APPEAL from a judgment of the Superior Court of the City and County of San Francisco. Sylvain J. Lazarus, Judge. Affirmed.

John D. Harloe and Joseph A. Brown for Appellants.

John J. O'Toole, City Attorney, and John F. Moran, Deputy City Attorney, for Respondent.


Action for damages to real property. Plaintiffs appeal from a judgment for the defendant city rendered by the court sitting without a jury.

Plaintiffs' house and property are situated on the northeast corner of the intersection of Kirkwood Avenue and Mendell Street, facing Kirkwood Avenue. The house and lot immediately adjacent on the northwest were owned by Thomas T. Shoaf and were occupied by Mrs. Margaret MacArtney, his daughter. Mendell Street was graded and paved in 1917 but no paving was laid in the intersection as Kirkwood was unimproved. In 1930, pursuant to a request of Mr. Shoaf, the city excavated and graded a temporary roadway twelve feet wide on Kirkwood Avenue easterly from Mendell Street. The cut was from five to ten feet deep with sloping sides. Water seeped from the upper side of the cut and pipes were laid to carry it off. These pipes were removed when the intersection was paved.
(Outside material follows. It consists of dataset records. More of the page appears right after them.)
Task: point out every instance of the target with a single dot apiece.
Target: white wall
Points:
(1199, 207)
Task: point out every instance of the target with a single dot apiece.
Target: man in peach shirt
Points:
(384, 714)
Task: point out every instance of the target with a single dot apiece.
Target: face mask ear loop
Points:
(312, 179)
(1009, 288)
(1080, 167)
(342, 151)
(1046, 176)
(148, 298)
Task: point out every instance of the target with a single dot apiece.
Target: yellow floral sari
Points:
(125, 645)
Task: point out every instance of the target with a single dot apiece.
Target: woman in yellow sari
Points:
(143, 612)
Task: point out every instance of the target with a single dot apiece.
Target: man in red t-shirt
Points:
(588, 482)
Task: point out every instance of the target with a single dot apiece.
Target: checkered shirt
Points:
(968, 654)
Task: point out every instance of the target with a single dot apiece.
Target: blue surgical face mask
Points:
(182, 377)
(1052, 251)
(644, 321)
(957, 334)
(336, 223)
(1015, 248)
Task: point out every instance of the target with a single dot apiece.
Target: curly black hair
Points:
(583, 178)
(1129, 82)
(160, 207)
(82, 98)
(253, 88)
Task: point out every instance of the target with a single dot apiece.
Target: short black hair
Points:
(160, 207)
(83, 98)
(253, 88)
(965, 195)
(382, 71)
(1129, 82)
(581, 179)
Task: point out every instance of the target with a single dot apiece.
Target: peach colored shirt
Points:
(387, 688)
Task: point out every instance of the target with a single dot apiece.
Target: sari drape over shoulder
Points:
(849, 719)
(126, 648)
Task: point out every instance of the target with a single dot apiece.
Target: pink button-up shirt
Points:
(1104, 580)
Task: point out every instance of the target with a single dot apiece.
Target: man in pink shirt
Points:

In February, 1940, ten years after the excavation, there was a series of heavy rain storms. After one of these storms a section of the hill slid into the Kirkwood and Mendell intersection and plaintiffs' house was destroyed. Plaintiffs presented a claim to the city but payment thereof was refused. They then brought suit, claiming the excavation and grading of Kirkwood removed the lateral support of the hill, and this, coupled with the subsequent removal of the drain pipes, was the proximate cause of the slide.

Before proceeding it should be noted that the maps show commencing on the north, Newhall, Mendell, Lane and Keith Streets run from east to west and that they are crossed by Innes, Jerrold, Kirkwood, La Salle and McKinnon, which run from north to south.

Mendell Street, from Jerrold Avenue to Kirkwood Avenue, was graded, curbed and paved in 1917, and from Kirkwood Avenue to La Salle Street said Mendell Street was graded, curbed and paved in 1918. At the time of the grading, curbing and paving of Mendell Street, as above set forth, the intersection of Mendell Street and Kirkwood was not done.

At the time of the grading, paving and curbing of said Mendell Street in front of plaintiff's property, said property was, by reason thereof, left eight or ten feet above the grade line of said Mendell Street, and at the time of the grading, curbing and paving, plaintiffs and their predecessors in interest were notified to, and did, shore up their property by the erection of a good and substantial concrete bulkhead.

The plaintiffs claimed the street work was so done as to injure their property. They alleged:

"That on the 6th day of December, 1929 . . . a temporary roadway twelve feet wide was graded out of the middle of Kirkwood Avenue; that no notice to plaintiffs or to any other property owners fronting on Kirkwood Avenue at said place was given and that in grading said temporary roadway, the sides of Kirkwood Avenue were left in a sloping condition;

"That the grading of Kirkwood Avenue in the manner in which it was done, . . . made it impossible for plaintiffs as well as other property owners fronting on Kirkwood Avenue, to shore up their property.

"That by reason of the grading of Kirkwood Avenue, there was considerable seepage of water and in order to carry off said water, pipes were installed; that in the month of November, 1930, the crossing of Kirkwood Avenue and Mendell Street, which had theretofore been left undone, was graded, curbed and paved. That at the time of the grading, curbing and paving of the crossing, the pipes which had theretofore been installed for the draining off of the water from Kirkwood Avenue, were blocked and prevented from draining off the water.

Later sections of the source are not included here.